Видимо, этими же мотивами можно объяснить оценку Сталиным некоторых действий Гитлера, хотя это было еще до развертывания репрессий. Так, когда Гитлер, стремясь укрепить свою власть, послал своих соратников в казармы штурмовиков и учинил там расправу на месте без суда и следствия над верхушкой левых штурмовиков – Ремом и другими, это поразительное зверство вызвало всеобщее возмущение. И я был поражен, когда Сталин, возвращаясь несколько раз к этому факту, восхищался смелостью, упорством Гитлера, который пошел на такую меру, чтобы укрепить свою власть. «Вот молодец, вот здорово, – говорил Сталин. – Это надо уметь!» На меня это произвело ужасное впечатление. Это же бандитская шайка, которая по-бандитски друг с другом расправляется! Чем же она может вызвать восхищение?

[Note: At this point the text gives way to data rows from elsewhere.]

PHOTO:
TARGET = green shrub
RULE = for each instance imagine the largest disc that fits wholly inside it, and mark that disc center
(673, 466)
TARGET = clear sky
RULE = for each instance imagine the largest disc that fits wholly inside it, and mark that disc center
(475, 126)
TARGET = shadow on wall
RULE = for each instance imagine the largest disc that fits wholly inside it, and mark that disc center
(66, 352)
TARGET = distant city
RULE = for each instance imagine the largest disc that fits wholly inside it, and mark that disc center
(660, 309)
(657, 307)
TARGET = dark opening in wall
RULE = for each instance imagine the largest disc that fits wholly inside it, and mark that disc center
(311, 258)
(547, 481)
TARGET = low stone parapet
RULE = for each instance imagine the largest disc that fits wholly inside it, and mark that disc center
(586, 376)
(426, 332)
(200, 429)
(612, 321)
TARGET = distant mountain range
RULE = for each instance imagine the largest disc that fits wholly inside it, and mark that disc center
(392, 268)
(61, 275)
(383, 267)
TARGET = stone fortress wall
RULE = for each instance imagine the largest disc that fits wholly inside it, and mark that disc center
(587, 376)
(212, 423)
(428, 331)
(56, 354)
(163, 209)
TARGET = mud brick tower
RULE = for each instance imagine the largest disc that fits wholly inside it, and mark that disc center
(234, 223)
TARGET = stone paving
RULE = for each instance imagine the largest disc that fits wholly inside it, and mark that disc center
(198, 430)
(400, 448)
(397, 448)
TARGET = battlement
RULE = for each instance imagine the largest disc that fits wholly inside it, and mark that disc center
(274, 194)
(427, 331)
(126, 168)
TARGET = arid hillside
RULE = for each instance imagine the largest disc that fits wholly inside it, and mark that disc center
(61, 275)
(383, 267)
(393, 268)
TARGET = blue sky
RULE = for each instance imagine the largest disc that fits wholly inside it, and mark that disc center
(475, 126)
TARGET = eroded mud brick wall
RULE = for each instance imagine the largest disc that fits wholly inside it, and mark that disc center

* * *В 1948 г., когда Сталин отдыхал в Мюссерах, я приехал к нему вместе с Молотовым. Был и Поскребышев, который редко сидел за обеденным столом, но в этот раз он присутствовал. Видимо, это присутствие было заранее согласовано со Сталиным и сделано с определенной целью, как я потом догадался. Происходила обычная для такого случая нормальная беседа. Я сидел рядом со Сталиным, но за углом стола. Поскребышев сидел на другой стороне стола, с краю, Молотов напротив меня.
Вдруг в середине ужина Поскребышев встал с места и говорит – «Товарищ Сталин, пока вы отдыхаете здесь на юге, Молотов и Микоян в Москве подготовили заговор против вас».
Это было настолько неожиданно, что с криком: «Ах, ты, мерзавец!» – я схватил свой стул и замахнулся на него. Сталин остановил меня за руку и сказал: «Зачем ты так кричишь, ты же у меня в гостях». Я возмутился: «Невозможно же слушать подобное, ничего такого не было и не могло быть!» Еле успокоившись, сел на место. Все были наэлектризованы. Молотов побелел, как бумага, но, не сказав ни слова, сидел как статуя. А Сталин продолжал говорить спокойно, без возмущения: «Раз так – не обращай на него внимания». Видимо, все это было заранее обговорено между Сталиным и Поскребышевым. До этого подобных случаев не было.
Сталин постепенно перевел разговор на другую тему. Но этот инцидент произвел на нас такое впечатление, что посещение наше оказалось короче обычного, и мы вскоре уехали.